Для восполнения калия, который выводится при назначении большинства диуретиков, назначают, кроме продуктов, содержащих достаточно высокое количество солей калия, такие препараты как панангин, аспаркам, 10% ацетат калия перорально. Следует учитывать, что назначение хлорида калия перорально недопустимо, так как этот препарат является ульцерогенным по отношению к слизистой желудочно-кишечного тракта.
Можно начинать лечение диуретиками с меньших доз с постепенным их увеличением, что позволяет подобрать дозу индивидуально, а также не вызывает быстрого схождения жидкости и электролитных нарушений. Кроме того, повышение вязкости крови способствует тромбообразованию. При стабилизации состояния можно переходить на прерывистый курс лечения диуретиками.
Следует отметить, что все выше изложенное о назначении диуретиков носит рекомендательный характер и каждом отдельном клиническом случае рассматривается индивидуально.

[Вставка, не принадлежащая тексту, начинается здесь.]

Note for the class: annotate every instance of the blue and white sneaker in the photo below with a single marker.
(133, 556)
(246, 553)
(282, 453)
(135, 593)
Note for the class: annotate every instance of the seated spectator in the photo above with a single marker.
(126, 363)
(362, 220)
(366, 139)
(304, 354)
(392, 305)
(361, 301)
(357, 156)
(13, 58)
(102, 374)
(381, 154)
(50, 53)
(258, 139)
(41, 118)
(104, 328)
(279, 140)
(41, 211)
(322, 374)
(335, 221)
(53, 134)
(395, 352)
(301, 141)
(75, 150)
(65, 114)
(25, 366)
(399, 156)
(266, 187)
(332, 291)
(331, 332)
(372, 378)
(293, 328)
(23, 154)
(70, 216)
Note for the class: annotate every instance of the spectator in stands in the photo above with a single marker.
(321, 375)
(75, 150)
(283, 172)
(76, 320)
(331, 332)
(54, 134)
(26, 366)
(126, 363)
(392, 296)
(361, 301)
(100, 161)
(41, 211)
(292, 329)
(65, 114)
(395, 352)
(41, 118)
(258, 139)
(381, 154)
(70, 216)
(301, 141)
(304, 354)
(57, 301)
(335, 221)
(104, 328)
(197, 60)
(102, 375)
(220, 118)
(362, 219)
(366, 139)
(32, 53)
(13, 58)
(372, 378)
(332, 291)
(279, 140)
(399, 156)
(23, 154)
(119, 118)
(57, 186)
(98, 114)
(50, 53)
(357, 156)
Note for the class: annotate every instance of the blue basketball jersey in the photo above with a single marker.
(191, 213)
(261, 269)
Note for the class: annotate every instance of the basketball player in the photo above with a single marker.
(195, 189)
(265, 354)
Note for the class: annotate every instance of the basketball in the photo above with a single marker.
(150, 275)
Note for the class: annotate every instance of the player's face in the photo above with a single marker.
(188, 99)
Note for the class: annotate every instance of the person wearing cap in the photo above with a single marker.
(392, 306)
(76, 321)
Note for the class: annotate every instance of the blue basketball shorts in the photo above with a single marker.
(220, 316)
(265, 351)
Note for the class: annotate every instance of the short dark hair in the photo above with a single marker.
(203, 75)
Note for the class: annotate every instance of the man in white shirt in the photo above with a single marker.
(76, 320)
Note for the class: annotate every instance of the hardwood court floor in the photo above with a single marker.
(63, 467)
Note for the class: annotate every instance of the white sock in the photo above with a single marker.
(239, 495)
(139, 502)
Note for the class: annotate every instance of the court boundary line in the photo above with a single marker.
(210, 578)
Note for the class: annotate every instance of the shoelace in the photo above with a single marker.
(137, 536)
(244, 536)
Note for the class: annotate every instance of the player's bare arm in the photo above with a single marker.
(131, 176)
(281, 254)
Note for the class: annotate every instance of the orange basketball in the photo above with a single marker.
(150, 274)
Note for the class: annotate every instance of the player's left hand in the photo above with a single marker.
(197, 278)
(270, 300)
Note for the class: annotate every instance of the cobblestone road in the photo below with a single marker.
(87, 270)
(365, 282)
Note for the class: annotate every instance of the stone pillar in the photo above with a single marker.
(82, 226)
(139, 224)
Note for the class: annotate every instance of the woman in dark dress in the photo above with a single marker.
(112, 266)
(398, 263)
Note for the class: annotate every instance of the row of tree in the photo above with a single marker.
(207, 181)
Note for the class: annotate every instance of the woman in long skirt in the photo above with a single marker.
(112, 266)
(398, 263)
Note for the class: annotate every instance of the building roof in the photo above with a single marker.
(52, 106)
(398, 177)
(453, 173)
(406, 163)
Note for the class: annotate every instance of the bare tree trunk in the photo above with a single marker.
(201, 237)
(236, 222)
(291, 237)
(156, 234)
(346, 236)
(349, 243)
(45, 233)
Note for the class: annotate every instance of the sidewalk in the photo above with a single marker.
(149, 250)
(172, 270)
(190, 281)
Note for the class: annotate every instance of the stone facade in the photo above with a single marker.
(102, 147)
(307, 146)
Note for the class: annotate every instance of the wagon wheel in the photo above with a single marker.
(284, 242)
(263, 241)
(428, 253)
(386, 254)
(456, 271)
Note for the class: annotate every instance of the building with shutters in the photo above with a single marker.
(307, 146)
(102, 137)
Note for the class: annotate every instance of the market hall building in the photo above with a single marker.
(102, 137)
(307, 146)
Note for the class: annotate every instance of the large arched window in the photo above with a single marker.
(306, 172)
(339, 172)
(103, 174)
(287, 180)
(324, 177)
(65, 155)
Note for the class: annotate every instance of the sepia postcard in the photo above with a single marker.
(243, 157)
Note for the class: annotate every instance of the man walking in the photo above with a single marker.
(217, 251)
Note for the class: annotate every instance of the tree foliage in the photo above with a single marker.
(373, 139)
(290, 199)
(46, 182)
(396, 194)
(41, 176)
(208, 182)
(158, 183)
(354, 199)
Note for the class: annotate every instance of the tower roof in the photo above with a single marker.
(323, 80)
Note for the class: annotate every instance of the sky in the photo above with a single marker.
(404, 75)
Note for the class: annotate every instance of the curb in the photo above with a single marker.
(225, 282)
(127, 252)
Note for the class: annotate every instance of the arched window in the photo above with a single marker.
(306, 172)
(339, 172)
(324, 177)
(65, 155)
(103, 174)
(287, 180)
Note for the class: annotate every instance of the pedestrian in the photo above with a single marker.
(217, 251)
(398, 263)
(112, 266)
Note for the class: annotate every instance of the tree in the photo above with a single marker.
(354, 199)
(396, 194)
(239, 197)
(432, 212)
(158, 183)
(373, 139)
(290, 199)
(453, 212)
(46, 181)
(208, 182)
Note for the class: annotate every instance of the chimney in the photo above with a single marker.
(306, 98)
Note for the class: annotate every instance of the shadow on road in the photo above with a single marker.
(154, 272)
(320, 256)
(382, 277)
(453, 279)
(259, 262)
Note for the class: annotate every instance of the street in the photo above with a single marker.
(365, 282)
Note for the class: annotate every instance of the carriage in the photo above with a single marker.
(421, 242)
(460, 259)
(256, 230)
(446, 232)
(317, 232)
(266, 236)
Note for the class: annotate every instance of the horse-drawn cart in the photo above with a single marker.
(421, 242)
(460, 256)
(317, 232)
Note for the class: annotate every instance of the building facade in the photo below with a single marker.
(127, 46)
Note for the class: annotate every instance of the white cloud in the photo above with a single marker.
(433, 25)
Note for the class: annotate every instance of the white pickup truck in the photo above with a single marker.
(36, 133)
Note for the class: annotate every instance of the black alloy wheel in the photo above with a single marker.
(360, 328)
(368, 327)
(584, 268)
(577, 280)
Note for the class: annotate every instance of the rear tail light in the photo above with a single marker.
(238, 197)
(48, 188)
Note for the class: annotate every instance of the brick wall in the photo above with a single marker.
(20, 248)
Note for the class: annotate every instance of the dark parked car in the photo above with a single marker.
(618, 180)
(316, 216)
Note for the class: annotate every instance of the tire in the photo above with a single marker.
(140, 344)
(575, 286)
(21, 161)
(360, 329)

Использование β-блокаторов для лечения ХСН основано на том, что β-блокаторы усиливают гемодинамическую функцию сердца с возрастанием плотности β-адренорецепторов сердца, которая обычно резко снижается у таких больных. Вазодилататоров других групп, в частности, нитратов, в настоящее время не получили широкого распространения в педиатрической практике.

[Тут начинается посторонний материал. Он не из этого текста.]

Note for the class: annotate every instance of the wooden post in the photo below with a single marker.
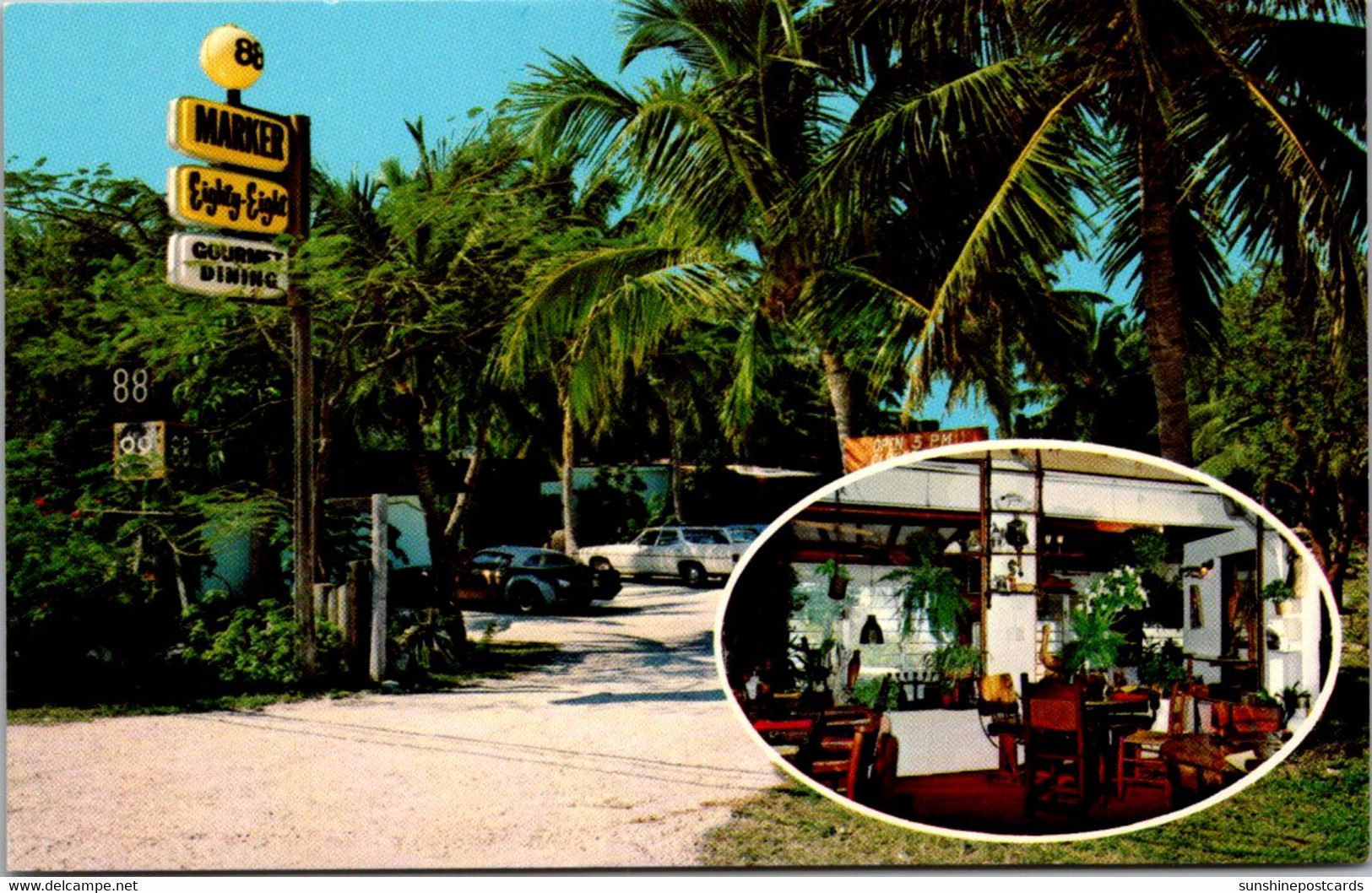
(380, 567)
(355, 634)
(305, 508)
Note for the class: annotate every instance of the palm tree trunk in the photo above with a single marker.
(441, 553)
(467, 498)
(674, 449)
(568, 469)
(838, 379)
(1163, 313)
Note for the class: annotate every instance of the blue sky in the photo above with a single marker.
(89, 83)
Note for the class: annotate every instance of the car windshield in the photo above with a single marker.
(549, 560)
(702, 537)
(490, 560)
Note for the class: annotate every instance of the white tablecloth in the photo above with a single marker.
(940, 741)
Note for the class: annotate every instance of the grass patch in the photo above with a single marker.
(1308, 811)
(487, 660)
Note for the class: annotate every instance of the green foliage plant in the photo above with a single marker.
(933, 593)
(1097, 642)
(1161, 666)
(1277, 592)
(243, 647)
(952, 663)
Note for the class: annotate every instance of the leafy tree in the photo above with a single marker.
(1207, 121)
(100, 568)
(1286, 420)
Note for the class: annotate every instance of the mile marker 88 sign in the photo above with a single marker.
(149, 450)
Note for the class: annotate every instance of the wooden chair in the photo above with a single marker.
(843, 750)
(999, 711)
(1060, 761)
(1139, 760)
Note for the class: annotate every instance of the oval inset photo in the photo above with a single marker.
(1028, 640)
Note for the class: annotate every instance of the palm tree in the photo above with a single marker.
(593, 316)
(413, 273)
(718, 144)
(1209, 122)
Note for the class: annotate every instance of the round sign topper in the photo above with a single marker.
(230, 57)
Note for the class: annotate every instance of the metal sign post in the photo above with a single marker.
(258, 182)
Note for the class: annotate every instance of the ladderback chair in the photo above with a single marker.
(999, 710)
(1058, 755)
(843, 750)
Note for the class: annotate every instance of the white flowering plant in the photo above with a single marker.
(1097, 642)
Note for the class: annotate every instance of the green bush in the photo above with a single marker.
(250, 649)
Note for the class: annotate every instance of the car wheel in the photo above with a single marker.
(527, 598)
(693, 575)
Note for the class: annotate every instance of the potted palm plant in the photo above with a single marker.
(957, 666)
(1095, 645)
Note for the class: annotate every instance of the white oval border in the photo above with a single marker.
(984, 446)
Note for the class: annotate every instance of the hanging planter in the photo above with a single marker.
(838, 579)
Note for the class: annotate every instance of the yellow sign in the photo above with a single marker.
(228, 135)
(228, 201)
(232, 58)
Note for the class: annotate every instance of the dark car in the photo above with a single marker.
(519, 578)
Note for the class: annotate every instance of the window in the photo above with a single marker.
(702, 537)
(549, 560)
(490, 560)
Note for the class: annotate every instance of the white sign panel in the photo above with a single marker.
(220, 265)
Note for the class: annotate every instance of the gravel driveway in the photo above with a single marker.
(621, 759)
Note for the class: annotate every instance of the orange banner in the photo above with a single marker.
(863, 452)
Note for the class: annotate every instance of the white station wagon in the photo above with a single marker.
(691, 553)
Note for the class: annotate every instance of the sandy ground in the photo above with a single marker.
(621, 759)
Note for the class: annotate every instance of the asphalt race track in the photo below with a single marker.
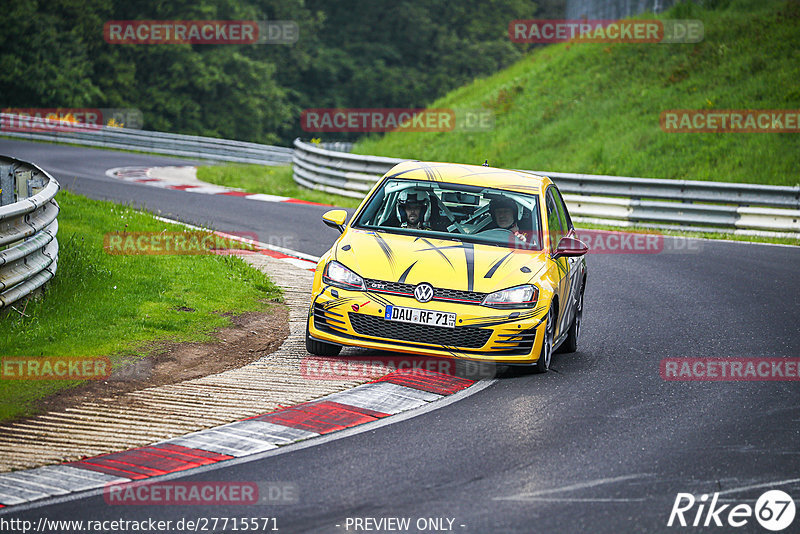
(601, 444)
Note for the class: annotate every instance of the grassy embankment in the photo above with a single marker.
(594, 108)
(117, 305)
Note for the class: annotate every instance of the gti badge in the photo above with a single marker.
(423, 292)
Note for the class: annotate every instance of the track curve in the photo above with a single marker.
(602, 444)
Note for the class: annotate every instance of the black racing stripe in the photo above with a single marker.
(403, 276)
(496, 266)
(336, 302)
(387, 250)
(469, 253)
(437, 249)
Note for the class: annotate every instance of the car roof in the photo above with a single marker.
(477, 175)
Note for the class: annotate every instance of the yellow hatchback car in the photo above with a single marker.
(452, 260)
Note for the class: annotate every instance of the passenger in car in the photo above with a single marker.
(504, 215)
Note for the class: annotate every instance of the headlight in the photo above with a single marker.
(338, 275)
(513, 297)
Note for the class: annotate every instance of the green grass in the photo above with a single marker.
(112, 305)
(269, 180)
(594, 108)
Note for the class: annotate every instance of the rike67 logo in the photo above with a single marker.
(774, 510)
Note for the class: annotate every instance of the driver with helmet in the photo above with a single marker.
(414, 209)
(504, 214)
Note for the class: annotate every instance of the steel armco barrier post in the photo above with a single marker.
(28, 227)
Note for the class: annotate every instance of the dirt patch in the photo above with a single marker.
(250, 337)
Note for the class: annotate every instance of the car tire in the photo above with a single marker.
(320, 348)
(546, 355)
(571, 343)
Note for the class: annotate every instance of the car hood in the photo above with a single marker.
(442, 263)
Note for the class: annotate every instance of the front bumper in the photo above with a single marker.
(356, 318)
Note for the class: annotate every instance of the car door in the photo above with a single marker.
(559, 268)
(577, 265)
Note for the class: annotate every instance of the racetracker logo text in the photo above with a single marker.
(730, 121)
(161, 243)
(200, 32)
(606, 31)
(68, 119)
(395, 120)
(730, 369)
(55, 368)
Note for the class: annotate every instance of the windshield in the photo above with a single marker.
(453, 211)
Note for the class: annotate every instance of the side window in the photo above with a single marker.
(566, 221)
(554, 222)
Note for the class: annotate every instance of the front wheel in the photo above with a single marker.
(571, 343)
(543, 364)
(320, 348)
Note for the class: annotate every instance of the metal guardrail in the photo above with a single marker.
(28, 227)
(192, 146)
(615, 200)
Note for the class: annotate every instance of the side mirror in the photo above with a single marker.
(335, 219)
(570, 247)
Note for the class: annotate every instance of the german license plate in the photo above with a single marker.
(417, 316)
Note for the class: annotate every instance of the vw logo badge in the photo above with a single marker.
(423, 292)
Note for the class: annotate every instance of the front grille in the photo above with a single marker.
(439, 293)
(467, 337)
(328, 320)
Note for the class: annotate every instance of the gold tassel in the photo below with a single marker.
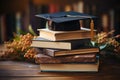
(92, 29)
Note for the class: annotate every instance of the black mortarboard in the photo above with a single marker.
(65, 21)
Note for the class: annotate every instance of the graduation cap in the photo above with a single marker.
(65, 21)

Для лечения сердечной недостаточности по показаниям могут быть использованы глюкокортикоиды и кардиотропные препараты.
При синдроме ХСН, большой интерес вызывают препараты, улучшающие метаболическое состояние миокарда. В частности, обнаружено, что у больных с недостаточностью кровообращения при длительной терапии диуретиками и сердечными гликозидами наиболее распространенным нарушением электролитного обмена является гипомагниемия. На этом фоне интерес к препаратам магния переживает второе рождение. Магний - универсальный регулятор энергетического, пластического, электролитного обменов, является естественным антагонистом кальция. Способствует фиксации калия в клетке и обеспечивает поляризацию клеточных мембран, тем самым, контролируя нормальное функционирование миокардиальной клетки на всех уровнях, в том числе регулирует сократительную способность миокарда. Естественные пищевые источники, как правило, не богаты магнием, поэтому для применения в терапевтической практике предложено использовать препарат магния - Магнерот, при назначении которого, как показали экспериментальные данные, улучшается сократительная способность левого желудочка.

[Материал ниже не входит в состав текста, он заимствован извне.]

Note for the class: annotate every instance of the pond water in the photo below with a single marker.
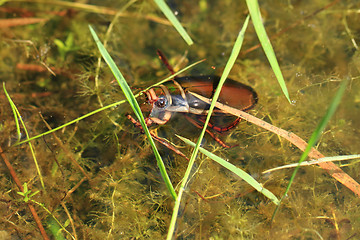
(101, 172)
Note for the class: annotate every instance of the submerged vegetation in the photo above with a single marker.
(97, 177)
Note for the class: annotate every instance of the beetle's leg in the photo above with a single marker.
(167, 93)
(209, 132)
(163, 141)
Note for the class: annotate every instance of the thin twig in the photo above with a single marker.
(330, 167)
(18, 183)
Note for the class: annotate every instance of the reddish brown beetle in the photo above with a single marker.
(175, 97)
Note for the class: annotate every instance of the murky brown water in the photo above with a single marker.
(125, 196)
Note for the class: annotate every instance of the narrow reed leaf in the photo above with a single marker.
(316, 161)
(242, 174)
(229, 64)
(255, 14)
(316, 134)
(17, 117)
(172, 18)
(105, 107)
(135, 106)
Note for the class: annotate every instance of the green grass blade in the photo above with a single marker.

Отличительная особенность препарата магнерот заключается в том, что присутствие в структуре молекулы оротовой кислоты способствует наилучшему, по сравнению с другими препаратами, проникновению ионов магния внутрь клетки и фиксации на мембране АТФ, кроме этого оротат магния не вызывает и не усугубляет внутриклеточный ацидоз, часто имеющий место при сердечной недостаточности. Препарат назначается на 4-6 недель. Поскольку препарат не имеет серьезных противопоказаний и назначается даже во время беременности и во время кормления грудью, то тем более возможно его назначение детям при сердечной недостаточности. В таблице 2 представлены дозы магнерота в зависимостиот возраста.
Таблица 2
Рекомендуемые дозы препарата «Магнерот» в зависимости от возраста
(М.А. Школьникова и соавт., 2002 г.)
Возраст (лет) | Схема приема | Суточная доза Mg (мг) |
1-4 | ¼ табл. 2-3 раза в день | 16,4-24,6 |
5-7 | ½ табл. 2-3 раза в день | 32,8-49,2 |
8-10 | 1 табл. 2 раза в день | 65,6 |
старше 10 | 1 табл. 3 раза в день | 98,4 |
В комплексной терапии больных с ХСН традиционно используются различные комплексы витаминов и мембраностабилизирующие препараты. Выбор определяется с учетом индивидуальных особенностей больных и зависит от выраженности клинических признаков. Среди многочисленных препаратов, которые могут быть отнесены к средствам метаболической коррекции, научно обоснованно применение L-карнитина, коэнзима Q10, витаминов Е, С. Данные средства могут применяться длительно в качестве неспецифической, в определенной степени, заместительной терапии.